Peel the shrimp and simmer the shells for 5 minutes or so in the water while you work on the rest of the recipe.

Marinate the shrimp in a mixture of ½ teaspoon of the sugar, 1 tablespoon soy sauce, the sliced garlic, salt, sherry, and 1 teaspoon of the sesame oil while you assemble the other ingredients.

Drain the shrimp shells, reserving ¾ cup of the stock.

If the green beans are tough, parboil them for 1 minute or so, then plunge them into ice water.
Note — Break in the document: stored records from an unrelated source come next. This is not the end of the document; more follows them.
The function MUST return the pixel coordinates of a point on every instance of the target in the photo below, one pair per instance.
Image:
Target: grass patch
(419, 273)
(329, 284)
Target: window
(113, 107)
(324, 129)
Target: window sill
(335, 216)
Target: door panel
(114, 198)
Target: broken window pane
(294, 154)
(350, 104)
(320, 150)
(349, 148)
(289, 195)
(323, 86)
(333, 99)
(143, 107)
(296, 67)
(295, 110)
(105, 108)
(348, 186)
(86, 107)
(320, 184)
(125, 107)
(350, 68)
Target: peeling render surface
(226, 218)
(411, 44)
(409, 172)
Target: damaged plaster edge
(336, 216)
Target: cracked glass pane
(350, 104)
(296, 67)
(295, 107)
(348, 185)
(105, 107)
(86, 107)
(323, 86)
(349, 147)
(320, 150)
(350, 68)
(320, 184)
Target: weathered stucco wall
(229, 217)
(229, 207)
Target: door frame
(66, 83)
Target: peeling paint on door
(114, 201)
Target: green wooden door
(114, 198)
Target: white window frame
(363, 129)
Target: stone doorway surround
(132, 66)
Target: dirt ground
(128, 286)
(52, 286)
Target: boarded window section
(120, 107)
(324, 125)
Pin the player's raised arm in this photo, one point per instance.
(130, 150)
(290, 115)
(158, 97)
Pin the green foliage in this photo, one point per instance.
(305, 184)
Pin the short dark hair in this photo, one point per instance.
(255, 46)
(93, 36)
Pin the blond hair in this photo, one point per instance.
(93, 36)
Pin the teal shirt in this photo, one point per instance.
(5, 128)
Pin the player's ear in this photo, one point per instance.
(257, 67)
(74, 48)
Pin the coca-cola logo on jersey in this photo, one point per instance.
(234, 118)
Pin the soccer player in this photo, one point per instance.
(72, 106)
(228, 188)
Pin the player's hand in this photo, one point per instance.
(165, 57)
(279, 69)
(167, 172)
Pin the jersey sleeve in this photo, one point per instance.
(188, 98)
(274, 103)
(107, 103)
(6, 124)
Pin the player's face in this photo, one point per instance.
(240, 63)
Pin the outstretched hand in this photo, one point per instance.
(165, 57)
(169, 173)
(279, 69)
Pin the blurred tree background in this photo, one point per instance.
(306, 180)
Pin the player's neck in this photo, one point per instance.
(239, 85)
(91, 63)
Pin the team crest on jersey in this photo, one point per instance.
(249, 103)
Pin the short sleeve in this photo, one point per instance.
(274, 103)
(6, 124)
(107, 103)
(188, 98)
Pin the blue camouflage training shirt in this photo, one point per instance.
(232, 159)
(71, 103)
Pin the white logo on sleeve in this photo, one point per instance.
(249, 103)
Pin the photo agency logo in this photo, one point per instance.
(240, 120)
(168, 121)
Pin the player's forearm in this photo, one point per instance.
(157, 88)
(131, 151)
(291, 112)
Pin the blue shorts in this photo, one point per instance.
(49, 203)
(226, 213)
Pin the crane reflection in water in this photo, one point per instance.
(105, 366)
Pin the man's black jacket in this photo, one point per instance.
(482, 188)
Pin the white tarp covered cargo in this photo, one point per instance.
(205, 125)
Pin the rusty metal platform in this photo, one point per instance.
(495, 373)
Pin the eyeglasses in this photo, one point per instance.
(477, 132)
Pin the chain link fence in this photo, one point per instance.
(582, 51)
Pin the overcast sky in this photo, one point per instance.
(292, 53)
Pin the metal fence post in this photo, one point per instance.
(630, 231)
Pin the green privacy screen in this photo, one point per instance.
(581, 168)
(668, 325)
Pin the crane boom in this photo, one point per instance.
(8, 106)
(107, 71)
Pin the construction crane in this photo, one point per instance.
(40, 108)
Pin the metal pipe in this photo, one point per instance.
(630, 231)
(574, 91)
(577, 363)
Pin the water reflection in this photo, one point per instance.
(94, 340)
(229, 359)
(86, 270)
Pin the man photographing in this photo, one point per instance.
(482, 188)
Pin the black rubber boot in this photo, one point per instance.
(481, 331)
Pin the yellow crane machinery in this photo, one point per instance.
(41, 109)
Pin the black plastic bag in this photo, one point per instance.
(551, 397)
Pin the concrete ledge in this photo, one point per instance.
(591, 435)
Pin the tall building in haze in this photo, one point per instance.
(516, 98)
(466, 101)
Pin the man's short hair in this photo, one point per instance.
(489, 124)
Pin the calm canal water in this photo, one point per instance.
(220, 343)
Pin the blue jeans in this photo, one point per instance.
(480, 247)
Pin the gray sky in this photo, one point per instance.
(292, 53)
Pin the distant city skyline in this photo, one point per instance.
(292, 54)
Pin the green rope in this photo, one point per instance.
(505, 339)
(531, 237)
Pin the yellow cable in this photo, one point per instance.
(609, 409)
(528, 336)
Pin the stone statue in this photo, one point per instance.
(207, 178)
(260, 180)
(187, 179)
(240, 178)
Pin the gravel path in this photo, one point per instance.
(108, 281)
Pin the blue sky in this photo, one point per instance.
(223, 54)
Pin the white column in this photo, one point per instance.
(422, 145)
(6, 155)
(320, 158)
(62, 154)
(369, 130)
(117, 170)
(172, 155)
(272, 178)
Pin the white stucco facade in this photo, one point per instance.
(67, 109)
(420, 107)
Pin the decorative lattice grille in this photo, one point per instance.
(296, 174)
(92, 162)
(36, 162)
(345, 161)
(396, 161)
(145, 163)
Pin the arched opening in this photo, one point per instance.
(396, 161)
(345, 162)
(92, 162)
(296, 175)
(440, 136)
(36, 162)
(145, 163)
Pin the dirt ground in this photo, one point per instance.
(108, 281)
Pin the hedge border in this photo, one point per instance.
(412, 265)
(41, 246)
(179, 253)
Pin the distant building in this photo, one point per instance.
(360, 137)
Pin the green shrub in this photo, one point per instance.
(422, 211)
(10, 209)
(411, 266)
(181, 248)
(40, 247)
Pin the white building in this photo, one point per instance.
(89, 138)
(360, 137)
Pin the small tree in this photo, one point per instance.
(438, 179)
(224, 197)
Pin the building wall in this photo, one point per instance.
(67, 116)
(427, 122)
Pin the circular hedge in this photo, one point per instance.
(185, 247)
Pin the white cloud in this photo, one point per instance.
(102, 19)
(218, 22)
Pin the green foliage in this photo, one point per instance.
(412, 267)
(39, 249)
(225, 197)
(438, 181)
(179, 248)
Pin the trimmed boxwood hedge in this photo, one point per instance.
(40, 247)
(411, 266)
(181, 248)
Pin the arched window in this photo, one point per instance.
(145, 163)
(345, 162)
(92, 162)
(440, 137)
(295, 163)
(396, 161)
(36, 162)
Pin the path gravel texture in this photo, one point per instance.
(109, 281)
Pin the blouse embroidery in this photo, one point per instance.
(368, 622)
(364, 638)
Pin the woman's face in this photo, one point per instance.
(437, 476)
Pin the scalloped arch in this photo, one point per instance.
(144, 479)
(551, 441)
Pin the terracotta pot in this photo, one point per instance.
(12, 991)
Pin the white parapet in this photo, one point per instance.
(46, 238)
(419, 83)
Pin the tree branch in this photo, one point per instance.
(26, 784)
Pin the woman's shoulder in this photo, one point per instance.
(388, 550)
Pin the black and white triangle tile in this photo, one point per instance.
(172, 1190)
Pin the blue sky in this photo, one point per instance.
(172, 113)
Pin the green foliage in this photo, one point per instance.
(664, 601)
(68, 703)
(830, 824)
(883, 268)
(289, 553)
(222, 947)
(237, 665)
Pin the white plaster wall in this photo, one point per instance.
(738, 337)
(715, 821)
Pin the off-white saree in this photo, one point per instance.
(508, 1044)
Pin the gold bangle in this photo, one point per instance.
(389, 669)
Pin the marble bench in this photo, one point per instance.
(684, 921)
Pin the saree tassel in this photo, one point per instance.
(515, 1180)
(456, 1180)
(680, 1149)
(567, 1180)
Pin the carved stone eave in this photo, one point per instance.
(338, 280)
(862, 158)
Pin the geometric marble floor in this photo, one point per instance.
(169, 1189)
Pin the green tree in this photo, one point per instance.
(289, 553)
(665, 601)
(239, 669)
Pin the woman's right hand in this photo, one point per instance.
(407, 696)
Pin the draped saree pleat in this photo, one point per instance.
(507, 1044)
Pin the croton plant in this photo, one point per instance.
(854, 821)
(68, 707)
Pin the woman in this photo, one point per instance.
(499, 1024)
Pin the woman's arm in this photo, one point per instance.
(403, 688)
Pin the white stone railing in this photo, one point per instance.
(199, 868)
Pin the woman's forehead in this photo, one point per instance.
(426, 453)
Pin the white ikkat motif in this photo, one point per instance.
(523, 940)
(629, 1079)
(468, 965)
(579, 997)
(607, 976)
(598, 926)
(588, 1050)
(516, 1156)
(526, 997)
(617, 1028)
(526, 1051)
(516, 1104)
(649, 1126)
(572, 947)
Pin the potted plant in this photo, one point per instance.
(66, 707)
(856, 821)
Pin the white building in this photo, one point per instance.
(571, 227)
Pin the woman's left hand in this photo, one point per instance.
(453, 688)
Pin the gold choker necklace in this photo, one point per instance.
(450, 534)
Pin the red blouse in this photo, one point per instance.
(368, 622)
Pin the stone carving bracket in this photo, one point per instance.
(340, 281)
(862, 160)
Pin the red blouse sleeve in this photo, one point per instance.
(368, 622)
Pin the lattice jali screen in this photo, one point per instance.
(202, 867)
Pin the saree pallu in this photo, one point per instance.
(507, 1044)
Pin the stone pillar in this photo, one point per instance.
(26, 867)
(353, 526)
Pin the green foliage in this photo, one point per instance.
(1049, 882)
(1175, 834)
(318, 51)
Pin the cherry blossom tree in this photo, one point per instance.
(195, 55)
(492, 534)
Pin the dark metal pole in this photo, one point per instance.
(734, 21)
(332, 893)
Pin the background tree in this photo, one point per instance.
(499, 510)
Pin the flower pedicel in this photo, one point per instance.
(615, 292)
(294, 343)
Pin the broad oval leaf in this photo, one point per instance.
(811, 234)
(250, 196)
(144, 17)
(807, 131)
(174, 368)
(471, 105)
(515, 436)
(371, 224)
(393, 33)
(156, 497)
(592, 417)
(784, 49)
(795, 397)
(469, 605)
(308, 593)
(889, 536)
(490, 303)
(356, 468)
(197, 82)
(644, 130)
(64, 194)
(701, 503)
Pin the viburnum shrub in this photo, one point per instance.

If they are large, cut them into pieces.

When you are ready to cook, preheat a wok or 12-inch skillet over medium-high heat for 3 minutes.

Add 1 tablespoon of the peanut oil and raise the heat to medium high.

When it begins to smoke, add the minced garlic and, immediately thereafter, the shrimp and its marinade.

Cook the shrimp about 1 minute per side.

Spoon it out of the wok or skillet.

Put the remaining peanut oil in the wok, still over high heat, and when it smokes, add the ginger, followed immediately by the green beans.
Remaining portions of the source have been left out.